For some folks, debugging implementations are "ordinary cases."

The standard doesn't require that implementations conform to it.
It can't. So for the standard to say "debugging implementations
need not conform to this standard" would be vacuous. That's an
issue between you and your vendor.

Thanks, that's logical. But... then it shouldn't leak to the surface
of the splice specification either, right?


Martin

 

[Jerry Coffin]

[ ... ]

I think you're right. I was relying on received lore, and didn't check
the standard. But I'm _sure_ there was supposed to be a conflict here. <g>

Well, as I pointed out (and Alf did as well), there is sort of a
conflict there: you can make either splice or size O(1), but not
both. The standard's wording allows the implementer to choose either
(or neither, if you get down to it, though I can't imagine why
anybody would do that).

It's a question of which is more important. At least to me, that
comes down to which you want to emphasize: the uniformity of
containers or the unique capability of the list container.

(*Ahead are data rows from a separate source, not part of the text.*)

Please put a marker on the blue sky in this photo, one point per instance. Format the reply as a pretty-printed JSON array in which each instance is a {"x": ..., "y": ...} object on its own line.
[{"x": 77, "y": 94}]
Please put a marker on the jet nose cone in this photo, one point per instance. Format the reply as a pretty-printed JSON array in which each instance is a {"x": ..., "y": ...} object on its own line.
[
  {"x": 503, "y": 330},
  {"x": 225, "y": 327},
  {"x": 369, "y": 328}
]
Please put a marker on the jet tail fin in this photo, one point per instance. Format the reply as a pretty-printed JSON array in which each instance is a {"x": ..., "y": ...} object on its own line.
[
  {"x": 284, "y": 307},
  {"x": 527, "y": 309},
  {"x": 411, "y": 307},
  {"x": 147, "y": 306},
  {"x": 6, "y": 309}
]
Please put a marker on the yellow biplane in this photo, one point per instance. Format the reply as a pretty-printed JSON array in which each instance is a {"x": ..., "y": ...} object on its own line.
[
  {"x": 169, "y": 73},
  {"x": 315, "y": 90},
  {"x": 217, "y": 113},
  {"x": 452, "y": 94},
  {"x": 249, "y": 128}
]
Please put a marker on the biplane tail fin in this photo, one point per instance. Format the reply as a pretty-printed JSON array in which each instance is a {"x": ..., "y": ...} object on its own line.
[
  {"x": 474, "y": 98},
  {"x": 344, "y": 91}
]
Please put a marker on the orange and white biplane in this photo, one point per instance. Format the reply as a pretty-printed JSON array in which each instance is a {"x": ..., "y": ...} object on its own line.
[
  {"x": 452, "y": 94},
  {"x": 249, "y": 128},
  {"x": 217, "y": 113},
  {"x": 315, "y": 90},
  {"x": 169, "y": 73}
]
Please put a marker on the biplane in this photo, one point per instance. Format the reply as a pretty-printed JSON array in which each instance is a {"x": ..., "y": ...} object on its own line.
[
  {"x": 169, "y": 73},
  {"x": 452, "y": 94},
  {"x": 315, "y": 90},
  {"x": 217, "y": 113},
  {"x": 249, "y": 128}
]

I think it's better to cache the size so size() become O(k). My
reasoning behind that probably qualifies as somewhat condescending
though: I think 95% of the time that people choose std::list, it's a
mistake. It's better to protect people from the worst effects of
their mistake than to optimize a capability they rarely use.

Aside from the issue of unequal allocators, which the current standard
dodges.

Well, yes. Despite the standard's encouragement to support unequal
allocators, I pretty much treat it as a dead issue. I'm not entirely
convinced that portable code will ever be able to count on its being
supported; whether it will someday, it certainly can't now.

 

[Jerry Coffin]

[ ... ]

C++0x requires support for unequal allocators.

Wow! I hadn't noticed that. Thanks for letting me know.

 

[James Kanze]

[ ... ]

C++0x requires support for unequal allocators.

Wow! I hadn't noticed that. Thanks for letting me know.

The next question, of course, is whether this will have any
effect on real implementations. C++98 and C++03 require support
for export, but I still can't use it in portable C++.